# Transcribing to learn Composition



## Connor_s (Jun 27, 2018)

I've been writing music for about 5 years and have become really unsatisfied with my writing ability. Right now most of my songs are extremely simple, just sticking in a minor key with no modulations and very basic orchestration. I've thoroughly enjoyed composing even with my limited ability and I have even gotten a little bit of commercial work but I want to expand.

One suggestion I have seen in countless places is to learn by transcribing music that you like. However, my ear is terrible. I can usually figure out a melody (although only the intervals, I can't tell pitch) and trying to figure out the harmony beneath that is impossible.

To add to that problem, my piano skill is minimal and I typically write by drawing in midi notes.

I was wondering if anyone had any insight on what I can do to expand my writing ability as well as how important piano ability and having a good ear is to composition. I've currently been researching music theory and studying scores since I am unable to transcribe them myself. I also thought about buying some masterclasses from Mike Verta and maybe a class or two from Scoreclub, but I am totally lost as to what my next steps should be.


----------



## aaronventure (Jun 27, 2018)

Try figuring out the bass notes, they should be the simplest to figure out right after the melody. Along with the melody, you should be able to figure out the chord. If you're doing score study, you've already seen the various ways in which a chord can be outlined.

Also, the melody should tell you which scale you're in, and you can probably—like most of the people who have been listening to western music since they were born—detect tonicism, borrowed chords and modulations, since a lot of popular music we have been exposed to so often sticks to just one key.

So it's the process of elimination. You know the scale and/or you know two tones. Does it sound like a major or a minor chord? Or a 7th? Diminished, Augmented? You get my point.

It takes practice, but after a while it gets a lot easier. You just have to keep at it.

Mike's classes are great. He currently has a 40%-off sale and at $18/pop, they're a no-brainer.


----------



## d.healey (Jun 27, 2018)

Scoreclub is great, you should get the OTL classes. You should also transcribe like Mike says.


----------



## danbo (Jun 27, 2018)

I haven't found transcribing particularly useful FWIW, maybe I didn't try hard enough. _Instead_ I've listened to music for decades, in addition to the dry theory it gives inspiration, ideas and mechanics of what works and what doesn't.
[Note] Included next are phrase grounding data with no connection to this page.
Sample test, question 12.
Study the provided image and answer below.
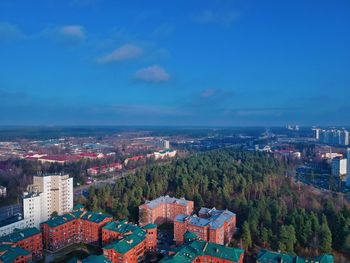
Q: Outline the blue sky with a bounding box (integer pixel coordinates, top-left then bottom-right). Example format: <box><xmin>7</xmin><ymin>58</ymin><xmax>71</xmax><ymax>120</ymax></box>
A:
<box><xmin>0</xmin><ymin>0</ymin><xmax>349</xmax><ymax>126</ymax></box>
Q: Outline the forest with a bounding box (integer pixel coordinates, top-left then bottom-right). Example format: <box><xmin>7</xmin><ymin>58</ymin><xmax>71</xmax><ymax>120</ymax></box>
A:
<box><xmin>82</xmin><ymin>148</ymin><xmax>350</xmax><ymax>261</ymax></box>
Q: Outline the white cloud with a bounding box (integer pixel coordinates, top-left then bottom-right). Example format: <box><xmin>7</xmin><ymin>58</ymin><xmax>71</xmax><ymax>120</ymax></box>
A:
<box><xmin>134</xmin><ymin>65</ymin><xmax>170</xmax><ymax>83</ymax></box>
<box><xmin>97</xmin><ymin>44</ymin><xmax>143</xmax><ymax>64</ymax></box>
<box><xmin>193</xmin><ymin>10</ymin><xmax>239</xmax><ymax>27</ymax></box>
<box><xmin>0</xmin><ymin>22</ymin><xmax>25</xmax><ymax>42</ymax></box>
<box><xmin>43</xmin><ymin>25</ymin><xmax>86</xmax><ymax>47</ymax></box>
<box><xmin>60</xmin><ymin>25</ymin><xmax>85</xmax><ymax>40</ymax></box>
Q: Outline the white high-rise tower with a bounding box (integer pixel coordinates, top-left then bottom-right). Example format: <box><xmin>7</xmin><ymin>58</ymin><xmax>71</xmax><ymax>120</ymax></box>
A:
<box><xmin>347</xmin><ymin>148</ymin><xmax>350</xmax><ymax>187</ymax></box>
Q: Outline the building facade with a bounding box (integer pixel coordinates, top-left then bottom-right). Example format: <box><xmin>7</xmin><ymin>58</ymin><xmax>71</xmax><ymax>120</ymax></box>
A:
<box><xmin>347</xmin><ymin>148</ymin><xmax>350</xmax><ymax>187</ymax></box>
<box><xmin>139</xmin><ymin>196</ymin><xmax>194</xmax><ymax>226</ymax></box>
<box><xmin>102</xmin><ymin>220</ymin><xmax>157</xmax><ymax>263</ymax></box>
<box><xmin>174</xmin><ymin>208</ymin><xmax>236</xmax><ymax>245</ymax></box>
<box><xmin>41</xmin><ymin>207</ymin><xmax>112</xmax><ymax>252</ymax></box>
<box><xmin>331</xmin><ymin>157</ymin><xmax>347</xmax><ymax>177</ymax></box>
<box><xmin>160</xmin><ymin>239</ymin><xmax>244</xmax><ymax>263</ymax></box>
<box><xmin>0</xmin><ymin>173</ymin><xmax>74</xmax><ymax>237</ymax></box>
<box><xmin>0</xmin><ymin>227</ymin><xmax>43</xmax><ymax>262</ymax></box>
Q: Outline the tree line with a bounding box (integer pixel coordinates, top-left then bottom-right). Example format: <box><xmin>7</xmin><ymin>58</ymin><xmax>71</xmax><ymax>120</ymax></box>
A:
<box><xmin>82</xmin><ymin>149</ymin><xmax>350</xmax><ymax>259</ymax></box>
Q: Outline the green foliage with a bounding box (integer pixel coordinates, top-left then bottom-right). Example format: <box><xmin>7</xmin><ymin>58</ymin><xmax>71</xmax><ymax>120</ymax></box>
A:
<box><xmin>85</xmin><ymin>148</ymin><xmax>350</xmax><ymax>256</ymax></box>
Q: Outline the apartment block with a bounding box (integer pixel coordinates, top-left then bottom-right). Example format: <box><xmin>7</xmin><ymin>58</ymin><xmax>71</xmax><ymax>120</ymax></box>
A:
<box><xmin>160</xmin><ymin>238</ymin><xmax>244</xmax><ymax>263</ymax></box>
<box><xmin>41</xmin><ymin>206</ymin><xmax>112</xmax><ymax>252</ymax></box>
<box><xmin>257</xmin><ymin>250</ymin><xmax>334</xmax><ymax>263</ymax></box>
<box><xmin>139</xmin><ymin>196</ymin><xmax>194</xmax><ymax>226</ymax></box>
<box><xmin>102</xmin><ymin>220</ymin><xmax>157</xmax><ymax>263</ymax></box>
<box><xmin>174</xmin><ymin>207</ymin><xmax>236</xmax><ymax>245</ymax></box>
<box><xmin>0</xmin><ymin>228</ymin><xmax>43</xmax><ymax>260</ymax></box>
<box><xmin>0</xmin><ymin>173</ymin><xmax>74</xmax><ymax>237</ymax></box>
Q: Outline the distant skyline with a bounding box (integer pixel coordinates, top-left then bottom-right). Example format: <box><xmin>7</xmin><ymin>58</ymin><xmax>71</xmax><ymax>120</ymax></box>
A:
<box><xmin>0</xmin><ymin>0</ymin><xmax>349</xmax><ymax>126</ymax></box>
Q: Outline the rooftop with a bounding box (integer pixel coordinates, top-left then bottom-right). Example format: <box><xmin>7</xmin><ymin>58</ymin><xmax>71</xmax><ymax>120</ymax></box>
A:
<box><xmin>68</xmin><ymin>255</ymin><xmax>111</xmax><ymax>263</ymax></box>
<box><xmin>103</xmin><ymin>221</ymin><xmax>147</xmax><ymax>255</ymax></box>
<box><xmin>42</xmin><ymin>210</ymin><xmax>112</xmax><ymax>228</ymax></box>
<box><xmin>0</xmin><ymin>246</ymin><xmax>30</xmax><ymax>263</ymax></box>
<box><xmin>144</xmin><ymin>195</ymin><xmax>191</xmax><ymax>209</ymax></box>
<box><xmin>0</xmin><ymin>227</ymin><xmax>41</xmax><ymax>243</ymax></box>
<box><xmin>257</xmin><ymin>250</ymin><xmax>334</xmax><ymax>263</ymax></box>
<box><xmin>176</xmin><ymin>207</ymin><xmax>236</xmax><ymax>230</ymax></box>
<box><xmin>160</xmin><ymin>240</ymin><xmax>244</xmax><ymax>263</ymax></box>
Get some of those cheap boxed sets of the the canon for different core composers, I'd suggest starting with one of the Brilliant Classics Bach sets. Stellar performances, congratulate yourself after listening to everything he wrote that we still have.

Edit:
If I can make a suggestion, _reading_ the score while listening is enormously helpful. For something to start with get a recording of Monteverdi's _Lamento della Ninfa_, it's cantus firmus in it's pure and most beautiful form. You can get the music online, I haver it in MusiXTeX by Moriwaki Michio. Section b is sublime. 

So look how the parts interleave, creating harmonies while being interdependent, and the little unusual bits like at bar 92 the A jump to the E.


----------



## Connor_s (Jun 27, 2018)

Thanks for all the great feedback. I didn't realize the Mike Verta classes were on sale right now so I will definitely pick those up. I have looked at OTL as well and watched the free videos available so that's definitely on my list.

Aaron, I will keep in mind what your transcribing advice and that sounds like a good way to approach it.

I'll also have to check out those boxed sets you mentioned danbo, thanks!


----------



## Dewdman42 (Jun 27, 2018)

where are Mike's classes on sale for $18?


----------



## d.healey (Jun 27, 2018)

Dewdman42 said:


> where are Mike's classes on sale for $18?


Coupon code
https://mikeverta.com/product-category/masterclasses/


----------



## Dewdman42 (Jun 27, 2018)

coupon code. Got it.


----------



## Piano Pete (Jun 27, 2018)

If you are going to be working on your transcription chops, start with really easy things at the start. Bach Chorales are fantastic from both a theoretical and ear-training perspective. Having a trained ear is important for anyone interested in music! Start simple, and work up from there. It takes time, but it is definitely worth it. 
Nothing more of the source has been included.